Refi Talks On The Campus At Legacy West Remain Fruitful Amid COVID-19 Crisis, Sam Ware Says
Dreien Opportunity Partners' Sam Ware bought himself enough time in February to avoid foreclosure on a $388M Beal Bank loan tied to the Campus at Legacy West, a Plano development in the heart of Legacy Business Park.
At the time, a notice of foreclosure sale was pending against the former JCPenney headquarters campus, threatening to interrupt Ware's extensive mixed-use plans for the site.
But the court halted the foreclosure sale, allowing Ware enough time to pursue cheaper refinancing options.
With COVID-19 now derailing commercial real estate and banks for at least a month, if not more, Ware remains confident he'll obtain the financing he needs.
In fact, Ware believes his other firm, Silo Harvesting Partners, has the opportunity to obtain new debt for the Campus at Legacy West at lower, more affordable interest rates.

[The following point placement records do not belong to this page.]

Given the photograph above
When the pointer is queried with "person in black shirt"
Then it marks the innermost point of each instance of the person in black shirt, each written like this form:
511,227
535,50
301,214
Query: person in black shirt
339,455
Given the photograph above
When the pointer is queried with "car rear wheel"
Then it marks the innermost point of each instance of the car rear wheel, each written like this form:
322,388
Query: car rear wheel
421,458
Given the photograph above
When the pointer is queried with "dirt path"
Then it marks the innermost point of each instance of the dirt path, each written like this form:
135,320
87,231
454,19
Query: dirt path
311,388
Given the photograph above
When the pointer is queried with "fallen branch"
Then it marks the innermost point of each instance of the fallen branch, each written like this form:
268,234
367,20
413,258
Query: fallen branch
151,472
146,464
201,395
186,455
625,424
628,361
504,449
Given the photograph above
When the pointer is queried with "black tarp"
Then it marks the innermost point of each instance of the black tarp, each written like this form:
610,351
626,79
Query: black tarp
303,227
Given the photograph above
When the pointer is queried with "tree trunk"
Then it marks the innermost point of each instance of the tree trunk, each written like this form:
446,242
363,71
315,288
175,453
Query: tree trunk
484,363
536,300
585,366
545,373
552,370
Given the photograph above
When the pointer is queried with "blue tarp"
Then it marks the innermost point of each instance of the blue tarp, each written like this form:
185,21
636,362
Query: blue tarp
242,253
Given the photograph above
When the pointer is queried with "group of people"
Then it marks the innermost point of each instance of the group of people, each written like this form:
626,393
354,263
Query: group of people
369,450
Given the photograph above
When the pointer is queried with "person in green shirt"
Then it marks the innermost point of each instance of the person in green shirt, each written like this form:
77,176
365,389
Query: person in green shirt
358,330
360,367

"We are working on a refi, and it is going well in spite of this blip in the economy," he said. "Real estate is a safe haven; you haven't seen trillions of dollars of equity vaporize [over the years], as it has in many other market sectors and industries."

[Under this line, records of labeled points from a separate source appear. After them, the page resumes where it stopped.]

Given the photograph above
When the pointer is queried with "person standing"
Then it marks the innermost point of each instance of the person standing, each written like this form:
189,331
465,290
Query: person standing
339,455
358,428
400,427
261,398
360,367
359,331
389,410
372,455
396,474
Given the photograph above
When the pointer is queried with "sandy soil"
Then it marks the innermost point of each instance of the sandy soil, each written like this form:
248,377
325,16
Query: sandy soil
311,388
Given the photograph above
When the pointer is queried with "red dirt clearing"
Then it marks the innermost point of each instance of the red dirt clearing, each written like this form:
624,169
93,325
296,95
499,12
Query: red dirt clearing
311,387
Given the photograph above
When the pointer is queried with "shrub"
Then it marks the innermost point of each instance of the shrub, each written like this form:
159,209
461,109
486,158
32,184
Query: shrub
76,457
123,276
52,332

As for the risk of not being able to access new financing at all, Ware doesn't see the coronavirus impacting his ability to find other lenders or stave off foreclosure.
"This has not stopped anything," he said. "Capital knows it's over in 60 days, the markets will rebound by the end of the summer, and there will be opportunities," he said.
Ware, who previously told Bisnow he is trapped paying 9% to 10% interest on the $388M Beal Bank loan, now has the benefit of trying to refinance when the Federal Reserve's benchmark interest rate is hovering near zero.
"Cheaper money floats lots of boats," he said.